Critiques

Strawberries in January : Un baume sur l’hiver

© Andrée Lanthier

Une histoire d’amour qui se termine bien; voilà ce qui avait entre autres séduit à la création des Fraises en janvier d’Evelyne de la Chenelière en 2002 au Théâtre d’Aujourd’hui.

Près d’une quinzaine d’années après sa naissance, cette pièce au chassé-croisé où vérités et mensonges s’entremêlent est présentée au Centaur sous le titre Strawberries in January, en comédie musicale et en anglais. Il faut dire que l’histoire, déjà romantique à souhait, se prête bien à cette forme, appliquée à plusieurs moutures des Fraises en janvier après sa création.

La pièce suit quatre personnages : François, Sophie, Robert et Léa, dont les destins s’entrelacent à travers des dialogues captivants, des monologues sincères et une série d’événements improbables. Evelyne de la Chenelière joue sur le concept de « sérendipité » pour explorer les conséquences des choix, des regrets et des espoirs, tout en laissant place à une réflexion sur le bonheur et les attentes que l’on projette dans les relations amoureuses. Les personnages, bien que parfois caricaturaux, sont profondément humains et touchants dans leurs quêtes respectives. Morwen Brebner traduit assez fidèlement le texte de la Chenelière, et la musique originale composée par Ludovic Bonnier, Eva Foote, Audrey Thériault et Habib Zekri s’intègre bien à cette pièce qui donnait déjà envie de chanter à sa création.

Les quatre comédien·nes jouent et chantent à merveille. La musique en direct jouée par Khalil Bouaziz, Quinn Dooley, Tobias Kimmelman et Christophe Papadimitriou a son petit effet. Le personnage principal, juste et vulnérable Ryan Bommarito, interagit d’ailleurs avec le petit orchestre qui surplombe la scène, nous rappelant sa présence.

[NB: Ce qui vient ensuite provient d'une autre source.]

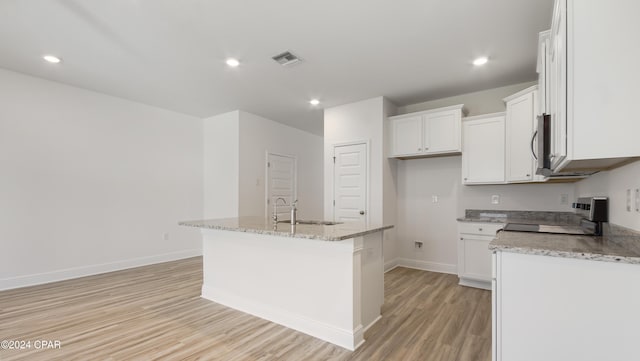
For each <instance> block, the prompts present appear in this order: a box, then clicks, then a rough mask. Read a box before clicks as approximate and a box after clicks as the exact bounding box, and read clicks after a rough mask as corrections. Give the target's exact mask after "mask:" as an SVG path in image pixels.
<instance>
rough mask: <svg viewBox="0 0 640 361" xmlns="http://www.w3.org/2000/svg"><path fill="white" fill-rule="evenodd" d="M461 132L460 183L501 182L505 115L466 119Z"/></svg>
mask: <svg viewBox="0 0 640 361" xmlns="http://www.w3.org/2000/svg"><path fill="white" fill-rule="evenodd" d="M462 131H463V134H464V138H463V144H462V183H463V184H497V183H504V180H505V177H504V168H505V164H504V163H505V161H504V160H505V141H504V132H505V114H504V113H494V114H486V115H479V116H475V117H468V118H465V120H464V122H463V123H462Z"/></svg>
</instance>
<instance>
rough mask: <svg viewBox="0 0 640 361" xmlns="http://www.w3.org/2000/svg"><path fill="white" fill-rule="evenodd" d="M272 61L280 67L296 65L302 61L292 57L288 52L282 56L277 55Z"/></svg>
mask: <svg viewBox="0 0 640 361" xmlns="http://www.w3.org/2000/svg"><path fill="white" fill-rule="evenodd" d="M272 59H273V60H275V61H276V62H277V63H278V64H280V65H282V66H291V65H293V64H296V63H299V62H301V61H302V59H300V58H298V57H297V56H296V55H294V54H293V53H291V52H290V51H285V52H284V53H282V54H278V55H276V56H274V57H273V58H272Z"/></svg>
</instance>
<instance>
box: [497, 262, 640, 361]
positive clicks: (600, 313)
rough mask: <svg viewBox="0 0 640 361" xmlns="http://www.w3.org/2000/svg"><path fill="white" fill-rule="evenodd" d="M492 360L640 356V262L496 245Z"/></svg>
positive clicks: (532, 359) (620, 360) (631, 357)
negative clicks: (574, 256) (603, 258)
mask: <svg viewBox="0 0 640 361" xmlns="http://www.w3.org/2000/svg"><path fill="white" fill-rule="evenodd" d="M494 273H495V279H494V283H493V284H494V288H493V311H494V312H493V317H494V319H493V322H492V324H493V325H494V327H493V360H494V361H512V360H518V361H540V360H545V361H567V360H580V361H602V360H607V361H628V360H638V359H639V357H638V346H637V343H638V334H639V333H638V325H640V312H639V305H640V265H634V264H627V263H613V262H602V261H591V260H584V259H574V258H561V257H550V256H538V255H531V254H518V253H510V252H505V251H498V252H496V254H495V264H494Z"/></svg>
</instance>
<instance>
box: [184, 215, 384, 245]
mask: <svg viewBox="0 0 640 361" xmlns="http://www.w3.org/2000/svg"><path fill="white" fill-rule="evenodd" d="M178 224H179V225H181V226H188V227H197V228H203V229H219V230H225V231H235V232H248V233H256V234H267V235H272V236H282V237H295V238H308V239H318V240H324V241H341V240H344V239H349V238H354V237H359V236H363V235H365V234H369V233H375V232H380V231H383V230H385V229H390V228H393V226H392V225H372V224H364V225H363V224H360V223H357V222H345V223H339V224H335V225H322V224H297V225H295V226H292V225H291V224H289V223H288V222H287V223H285V222H282V223H278V224H276V225H275V226H274V224H273V221H272V220H271V219H268V218H264V217H238V218H225V219H205V220H198V221H184V222H180V223H178Z"/></svg>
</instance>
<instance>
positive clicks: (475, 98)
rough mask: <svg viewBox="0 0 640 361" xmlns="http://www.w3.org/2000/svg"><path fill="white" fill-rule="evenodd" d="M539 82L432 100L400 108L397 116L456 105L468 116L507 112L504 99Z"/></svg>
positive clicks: (501, 87) (467, 93) (535, 84)
mask: <svg viewBox="0 0 640 361" xmlns="http://www.w3.org/2000/svg"><path fill="white" fill-rule="evenodd" d="M537 83H538V82H537V81H533V82H527V83H520V84H513V85H507V86H503V87H500V88H494V89H487V90H481V91H477V92H473V93H467V94H461V95H456V96H452V97H448V98H442V99H436V100H430V101H426V102H422V103H416V104H410V105H406V106H403V107H398V112H397V114H405V113H412V112H417V111H421V110H429V109H435V108H442V107H448V106H451V105H456V104H464V105H465V108H466V109H467V110H468V114H467V116H473V115H480V114H489V113H497V112H503V111H505V106H504V103H503V102H502V99H504V98H505V97H507V96H509V95H512V94H515V93H517V92H519V91H520V90H522V89H526V88H528V87H530V86H532V85H536V84H537Z"/></svg>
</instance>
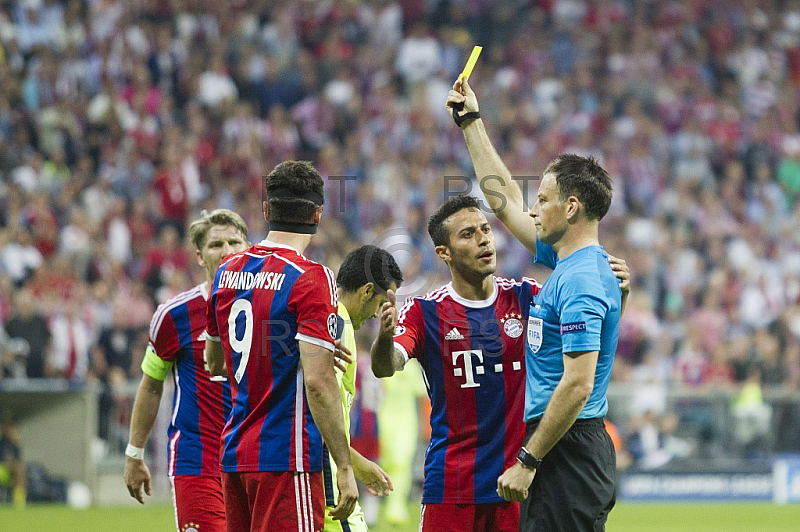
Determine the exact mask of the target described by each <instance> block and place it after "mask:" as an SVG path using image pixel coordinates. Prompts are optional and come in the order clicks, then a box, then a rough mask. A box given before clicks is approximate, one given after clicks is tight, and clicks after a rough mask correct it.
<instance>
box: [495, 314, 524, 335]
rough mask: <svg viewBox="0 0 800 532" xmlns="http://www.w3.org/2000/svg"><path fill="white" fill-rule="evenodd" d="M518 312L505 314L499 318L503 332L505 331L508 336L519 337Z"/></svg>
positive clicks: (520, 324) (520, 316)
mask: <svg viewBox="0 0 800 532" xmlns="http://www.w3.org/2000/svg"><path fill="white" fill-rule="evenodd" d="M521 317H522V316H520V315H519V314H510V315H509V314H506V315H505V317H504V318H503V319H502V320H500V321H501V322H502V323H503V332H505V333H506V334H507V335H508V337H509V338H519V337H520V336H522V322H521V321H520V320H519V318H521Z"/></svg>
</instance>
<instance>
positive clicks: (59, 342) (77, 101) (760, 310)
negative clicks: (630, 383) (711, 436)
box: [0, 0, 800, 389]
mask: <svg viewBox="0 0 800 532" xmlns="http://www.w3.org/2000/svg"><path fill="white" fill-rule="evenodd" d="M473 44H480V45H482V46H483V47H484V52H483V55H482V56H481V58H480V60H479V62H478V64H477V67H476V69H475V72H474V74H473V77H472V78H471V80H470V82H471V84H472V86H473V88H474V89H475V91H476V93H477V94H478V95H479V98H480V101H481V104H482V106H483V107H482V108H481V113H482V114H483V115H484V116H486V117H487V123H488V124H490V125H491V127H490V131H491V133H492V135H493V136H494V139H495V143H496V145H497V146H498V149H499V151H500V153H501V156H502V158H503V159H504V161H506V163H507V164H508V166H509V169H510V170H511V172H512V174H513V175H515V176H520V182H525V179H524V178H522V176H536V175H538V174H539V173H541V171H542V170H543V169H544V167H545V164H546V163H547V162H548V161H549V160H551V159H552V158H553V157H554V156H555V155H556V154H558V153H562V152H574V153H579V154H582V155H594V156H596V157H598V158H599V159H600V160H601V162H602V164H603V166H604V167H605V168H606V169H607V170H608V171H609V173H610V174H611V176H612V178H613V182H614V187H615V198H614V202H613V204H612V207H611V212H610V213H609V215H608V216H607V217H606V219H605V220H604V221H603V224H602V226H601V241H602V242H603V244H604V245H605V247H606V249H607V250H609V251H610V252H611V253H613V254H614V255H617V256H620V257H623V258H625V259H626V260H627V261H628V264H629V265H630V268H631V274H632V295H631V299H630V301H629V303H628V307H627V310H626V313H625V316H624V317H623V321H622V326H621V338H620V343H619V351H618V354H617V360H618V363H617V367H616V369H615V374H614V379H615V380H617V381H624V382H631V383H646V384H653V383H657V384H658V383H660V384H662V385H665V384H675V385H683V386H688V387H701V386H735V385H738V384H742V383H745V382H749V381H753V380H755V381H757V382H760V383H761V384H763V385H764V386H765V387H766V386H775V387H789V388H791V389H798V388H800V231H798V229H797V228H798V227H800V201H798V199H800V98H798V96H799V95H800V2H798V1H797V0H786V1H781V2H773V1H756V0H749V1H736V2H733V1H727V0H685V1H678V0H652V1H649V2H644V1H641V2H640V1H633V0H616V1H598V0H586V1H581V0H540V1H531V0H528V1H525V0H512V1H506V2H492V1H491V0H461V1H458V0H451V1H446V0H444V1H437V0H363V1H357V0H328V1H322V2H319V1H312V0H297V1H294V2H272V1H269V0H252V1H247V0H232V1H211V0H171V1H169V2H167V1H163V0H147V1H142V2H125V1H123V0H86V1H82V0H64V1H61V0H20V1H8V0H3V1H0V321H1V322H2V324H3V325H4V328H5V331H6V333H7V335H3V337H2V338H0V350H2V371H3V376H4V377H5V378H19V377H24V376H26V375H27V376H28V377H31V378H35V377H45V376H49V377H62V378H67V379H71V380H75V381H84V380H100V381H103V382H106V383H117V382H125V381H126V380H131V379H137V378H138V376H139V375H140V370H139V364H140V362H141V357H142V355H143V353H144V347H145V345H146V342H147V325H148V323H149V320H150V317H151V316H152V313H153V311H154V309H155V306H156V305H157V304H158V303H160V302H163V301H164V300H166V299H167V298H169V297H170V296H172V295H174V294H177V293H179V292H180V291H183V290H185V289H187V288H188V287H190V286H192V285H194V284H199V283H200V282H201V281H202V279H203V271H202V269H201V268H199V267H197V266H196V265H195V263H194V260H193V258H192V255H193V252H194V250H192V249H190V247H188V244H184V242H185V238H184V236H185V235H184V233H185V226H186V223H187V221H188V220H190V219H192V218H193V217H194V216H195V215H196V214H197V213H198V212H199V210H200V209H203V208H206V209H209V210H210V209H214V208H217V207H226V208H230V209H233V210H235V211H236V212H238V213H240V214H241V215H242V216H243V218H244V219H245V220H246V222H247V223H248V226H249V227H250V228H251V237H252V241H253V242H257V241H259V240H260V239H262V238H263V237H264V235H265V223H264V222H263V215H262V204H261V202H262V194H261V192H260V190H261V181H262V176H264V175H266V174H267V173H268V172H269V171H270V170H271V169H272V168H273V166H274V165H275V164H277V163H278V162H280V161H282V160H285V159H307V160H311V161H313V162H314V163H315V165H316V167H317V168H318V169H319V170H320V173H321V174H322V175H323V177H325V178H326V179H327V185H328V189H327V191H326V195H327V197H328V202H327V204H326V209H325V212H324V218H325V222H324V223H323V224H322V226H321V227H320V232H321V233H323V236H322V237H320V238H316V239H315V240H314V244H313V245H312V247H311V248H309V250H308V251H309V252H308V255H309V256H310V258H313V259H315V260H318V261H320V262H323V263H324V264H326V265H328V266H330V267H331V268H333V269H334V270H336V269H337V268H338V266H339V264H340V263H341V261H342V259H343V257H344V255H345V254H346V253H347V252H348V251H350V250H351V249H353V248H355V247H356V246H357V245H359V244H361V243H375V244H377V245H381V246H384V247H389V248H390V249H392V247H393V248H394V249H395V250H396V251H397V252H398V253H397V254H398V260H399V262H401V264H400V265H401V267H402V268H403V270H404V274H405V278H406V279H407V282H406V283H405V285H406V286H408V287H410V288H409V289H411V290H417V291H418V292H424V291H425V289H426V288H428V287H433V286H437V285H438V284H440V283H442V282H445V281H446V278H447V277H446V271H445V270H444V269H443V267H442V265H441V264H439V263H438V261H437V260H436V259H435V255H434V254H433V252H432V247H433V246H432V244H431V242H430V239H429V238H428V236H427V234H426V230H425V228H426V222H427V218H428V216H429V215H430V214H431V213H432V212H433V210H434V208H435V206H437V205H439V204H440V203H441V202H442V199H443V194H444V193H446V192H455V191H458V190H464V189H465V188H467V187H468V185H469V182H468V181H467V180H465V179H460V178H458V177H457V176H470V175H472V169H471V165H470V159H469V155H468V153H467V151H466V146H465V144H464V141H463V138H462V135H461V132H460V131H459V129H458V128H457V127H455V126H454V125H453V123H452V118H451V117H450V116H449V115H448V114H447V112H446V110H445V105H444V104H445V100H446V97H447V92H448V90H449V88H450V86H451V84H452V82H453V80H454V79H455V78H456V77H457V76H458V74H459V72H460V71H461V68H462V66H463V64H464V62H465V60H466V58H467V56H468V55H469V52H470V50H471V49H472V46H473ZM448 176H449V177H448ZM527 183H528V187H529V189H530V190H529V192H531V195H530V196H531V197H533V193H534V192H535V190H536V187H537V183H536V181H535V180H533V177H531V178H529V179H528V181H527ZM472 190H473V191H477V190H478V187H477V186H476V185H473V186H472ZM494 228H495V231H497V232H499V233H500V234H499V235H498V239H499V242H498V249H499V253H500V255H501V257H500V261H501V264H503V265H504V266H503V271H502V272H499V273H501V274H503V275H504V276H508V277H512V276H513V277H516V278H520V276H523V275H534V276H536V277H537V278H539V279H540V280H543V272H541V271H540V270H537V269H536V268H534V266H533V262H532V259H531V257H530V255H529V254H528V253H527V252H526V251H525V250H524V248H522V246H521V245H519V244H518V243H517V242H516V241H515V240H514V239H513V238H511V237H510V235H508V234H504V233H502V227H501V224H499V223H496V224H494ZM15 339H16V340H15ZM20 339H22V340H24V341H20Z"/></svg>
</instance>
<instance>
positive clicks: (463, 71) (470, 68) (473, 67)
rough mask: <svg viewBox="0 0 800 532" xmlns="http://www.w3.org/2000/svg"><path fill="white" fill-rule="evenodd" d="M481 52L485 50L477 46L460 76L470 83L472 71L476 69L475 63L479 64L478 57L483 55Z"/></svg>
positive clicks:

Bommarito fait penser au François original interprété par un jeune Daniel Parent par sa sensibilité, son humour grinçant et son rôle de narrateur de l’histoire qui brise régulièrement le quatrième mur, en plus de chanter. Les harmonies vocales sont à souligner, particulièrement avec la voix de Madeleine Scovil qui interprète Sophie, amoureuse de l’amour et d’une belle naïveté.

Christophe Papadimitriou

Une mise en scène modulable

L’écriture minimaliste et poétique de la pièce laisse une grande liberté à la mise en scène. Les décors simples et les transitions subtiles entre les scènes permettent de concentrer l’attention sur les émotions des personnages et les dialogues qui forment le cœur de l’œuvre. Cela donne également à la pièce un aspect universel, facilement adaptable à divers contextes culturels comme c’est le cas ici.

Contrairement à la mise en scène de l’époque essentiellement composée de carrés de lumières rouges projetés sur la scène, on a ici plutôt opté pour un ensemble de colonnes de bois parsemées d’ampoules à la lumière chaude qui changent selon les états des personnages de la musique et à travers lesquelles les personnages se promènent, entrent et sortent de scène. Un piano sur roues à l’avant de la scène sert à la fois de café, d’appartement, d’instrument de musique et de banc sur lequel s’asseoir.

Ce qui frappe dans Strawberries in January, c’est sa capacité à mêler optimisme et mélancolie. La pièce nous rappelle que les contes de fées amoureux n’existent pas, mais que les petits moments de bonheur imprévu méritent d’être célébrés. Les mots d’Evelyne de la Chenelière interprétés et chantés par la troupe nous invitent à rire de nos maladresses et à embrasser l’imprévisibilité de la vie.

Strawberries in January est une œuvre légère, mais pleine de profondeur, qui séduira les amateurs et amatrices de comédies romantiques intelligentes. Avec ses personnages attachants, ses dialogues savoureux et son exploration sincère des relations humaines, elle constitue un véritable souffle d’air frais dans le paysage théâtral contemporain. Une pièce qui, à l’image des fraises en janvier, est rare et précieuse.

Christophe Papadimitriou

Strawberries in January

Basé sur la pièce Des fraises en janvier d’Evelyne de la Chenelière, traduite par Morwyn Brebner et adaptée par Frédéric Bélanger et Audrey Thériault. Interprétation : Eloi ArchamBaudoin, Ryan Bommarito, Métushalème Dary et Madeleine Scovil, accompagnés par Khalil Bouaziz, Quinn Dooley, Tobias Kimmelman et Christophe Papadimitriou. Mise en scène : Frédéric Bélanger. Musique originale : Ludovic Bonnier, Eva Foote, Audrey Thériault et Habib Zekri. Chansons traduites par Alexis Diamond. Direction musicale : Nick Carpenter. Arrangements : Nick Carpenter et Habib Zekri. Présentée au Centaur Theatre jusqu’au 9 février 2025.